Saturday, May 15, 2010

Sloooooow Memories

In the Olden Days of the nineteen-sixties, there was eternal sunshine, there was great music, there were fantastic ice-creams and nobody minded about the E-numbers in them, and there was a general feeling of bouncy optimism. And there were tortoises.

Yes, in those far-off days almost every child seemed to have a tortoise as a pet. Like poodles, they were Iconic Sixties Animals.

I had a tortoise and a poodle, and lots of other creatures too, because I wanted to be a vet, and our house and garden were filled with as many animals as I could get away with.

In those days, tortoises were caught in the wild and imported from abroad in crates, piled one on top of the other. It was very cruel and many of them died.

But we didn't know this. We just saw them for sale in the pet shop, and wanted one.

Some people painted initials on their backs, or the numbers of the house, in case they escaped. Some people drilled through their shells, tied a knot through the hole and kept them on a piece of string. I wasn't a fan of either of these practices and I'm still not.

No, our tortoise lived a good life in a specially-built outdoor run with a little wooden house at one end. The Communist was good at creations involving wood and chicken wire.

I would move the run round on the lawn and the tortoise would eat his way through any dandelions. I would also bring him lots of other things to eat and this is why, to this very day, should anybody request it I can do an excellent impersonation of A Tortoise Eating a Strawberry.

Of course, the long, hot summers (for, of course, they were always both long and hot) were devoted to making sure that the tortoise put on enough weight to survive his winter hibernation. Of course, tortoises shouldn't be hibernating in the first place - they should be living in a hot country where they don't need to. But in Britain, that was what we did with them, and what's more Val, John and Pete on the television programme Blue Peter would show you how to do it, every year, and how to get them up again in the Spring.

One year one of my tortoises died during hibernation and my Grandma - my mother's mother, who lived with us - brought it in and waved it under the Communist's nose whilst he was having breakfast.

"Look, it's dead!" she said cheerily.

The Communist didn't appreciate this whilst he was trying to eat his Weetabix and for ever after he would say "and the time that Lottie brought me that dead tortoise for breakfast".

One time the tortoise escaped, I'm not sure how. I mourned its loss and thought I'd never see it again - but it turned up three days later, walking up the path towards the back door.

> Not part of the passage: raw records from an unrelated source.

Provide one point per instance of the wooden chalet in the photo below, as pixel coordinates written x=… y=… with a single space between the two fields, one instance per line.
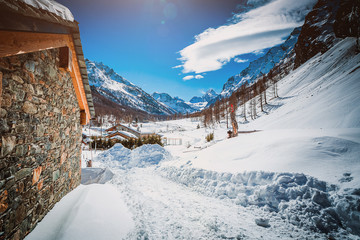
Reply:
x=45 y=97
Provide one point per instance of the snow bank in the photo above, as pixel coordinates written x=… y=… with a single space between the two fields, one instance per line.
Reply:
x=303 y=200
x=88 y=212
x=145 y=155
x=51 y=6
x=95 y=175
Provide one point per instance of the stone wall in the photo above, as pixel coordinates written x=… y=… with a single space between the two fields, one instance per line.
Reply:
x=40 y=140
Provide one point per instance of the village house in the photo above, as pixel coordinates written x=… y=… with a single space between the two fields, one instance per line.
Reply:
x=44 y=99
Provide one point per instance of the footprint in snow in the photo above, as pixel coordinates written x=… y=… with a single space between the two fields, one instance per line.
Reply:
x=262 y=222
x=346 y=178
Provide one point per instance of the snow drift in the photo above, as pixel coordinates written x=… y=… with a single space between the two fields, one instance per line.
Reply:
x=143 y=156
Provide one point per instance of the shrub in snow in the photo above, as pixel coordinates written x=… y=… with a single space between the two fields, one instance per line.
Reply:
x=150 y=154
x=302 y=200
x=145 y=155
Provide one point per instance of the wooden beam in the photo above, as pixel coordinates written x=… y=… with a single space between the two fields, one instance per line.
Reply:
x=77 y=82
x=65 y=58
x=0 y=88
x=13 y=43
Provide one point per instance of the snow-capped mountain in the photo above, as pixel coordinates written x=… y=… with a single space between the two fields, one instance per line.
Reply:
x=200 y=103
x=261 y=65
x=119 y=90
x=317 y=34
x=175 y=103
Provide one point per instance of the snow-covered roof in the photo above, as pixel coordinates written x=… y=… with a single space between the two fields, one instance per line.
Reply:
x=51 y=6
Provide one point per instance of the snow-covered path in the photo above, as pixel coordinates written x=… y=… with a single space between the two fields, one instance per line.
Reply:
x=164 y=209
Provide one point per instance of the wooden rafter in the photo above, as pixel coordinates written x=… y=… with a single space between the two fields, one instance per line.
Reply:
x=14 y=43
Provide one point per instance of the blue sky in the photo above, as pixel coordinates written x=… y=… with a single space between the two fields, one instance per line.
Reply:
x=182 y=47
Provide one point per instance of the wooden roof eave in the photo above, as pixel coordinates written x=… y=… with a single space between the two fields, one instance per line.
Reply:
x=27 y=29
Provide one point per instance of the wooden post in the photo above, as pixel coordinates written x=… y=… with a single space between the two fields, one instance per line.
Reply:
x=65 y=57
x=82 y=117
x=0 y=88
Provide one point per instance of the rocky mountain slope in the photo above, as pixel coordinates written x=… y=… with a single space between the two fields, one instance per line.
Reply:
x=122 y=92
x=177 y=104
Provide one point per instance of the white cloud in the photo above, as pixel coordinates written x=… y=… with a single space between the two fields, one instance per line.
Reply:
x=239 y=60
x=257 y=29
x=187 y=78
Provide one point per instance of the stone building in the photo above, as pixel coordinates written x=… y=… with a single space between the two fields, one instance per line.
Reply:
x=44 y=99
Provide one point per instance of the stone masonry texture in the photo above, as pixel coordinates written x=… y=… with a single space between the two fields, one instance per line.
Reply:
x=40 y=136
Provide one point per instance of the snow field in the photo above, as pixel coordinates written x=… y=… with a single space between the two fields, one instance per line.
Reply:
x=143 y=156
x=88 y=212
x=302 y=200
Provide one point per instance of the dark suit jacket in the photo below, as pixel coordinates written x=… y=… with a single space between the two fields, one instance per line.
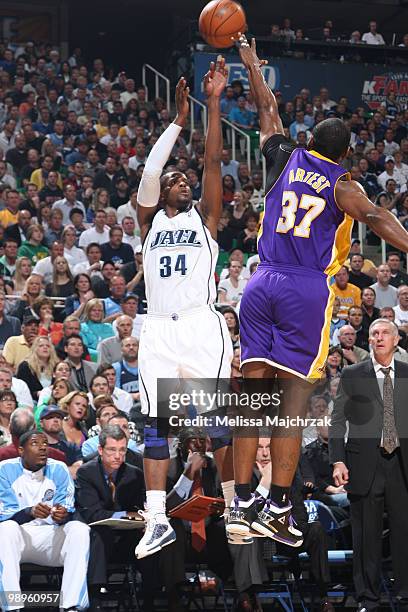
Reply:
x=93 y=495
x=208 y=476
x=13 y=232
x=359 y=403
x=89 y=371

I'm not generally keen on looking after reptiles. It's hard to tell whether you're doing it properly. But I still like tortoises. In this country now, they are very expensive and people who keep them as pets generally do so indoors, and that's far better for the tortoises.

But when I was revising for exams, trotting off down the garden and hand-feeding the tortoise a slice or two of cucumber made for a lovely peaceful break. Like many other pleasant times, it's one that won't come again.

4 Comments:

Anonymous Anonymous said...

Indeed, happy days!
Lucy

7:47 pm  
Blogger rhymeswithplague said...

Oh, do it, do it! Get Silverback to make a little video of you doing your excellent impersonation (if that is the proper term) of A Tortoise Eating a Strawberry, then imbed it in a post, with his help if necessary, and then we can all see it!

My verification word is "bultyqeg" which, if memory serves, is what a specially-built outdoor tortoise run with a little wooden house at one end is called in the Low Countries.

8:19 pm  
Anonymous The Hare said...

If I hadn't been so complacent, I could have been your beloved pet instead of that bloody tortoise!

12:44 am  
Anonymous Daphne2 said...

Oh dear, we get more and more alike. We too had a tortoise, Rocky, for about 10 years in the sixties - for all I know he is still alive as my parents gave him to friends when they moved to a flat in Yorkshire (I grew up in the South)We were always so pleased when he woke up after another succesful hibernation. He too had a run but we let him out to potter in the garden too and he would regularly escape and end up further up the road, but was always found or came back of his own accord - he would hiss when we caught him! As pets go he was far better thabn fish - loved to be hand fed lettuce or dandelion leaves and stroked under his chin. Now I have cats and dogs, including a poodle, and tropical fish but my sister and I still talk about Rocky sometimes.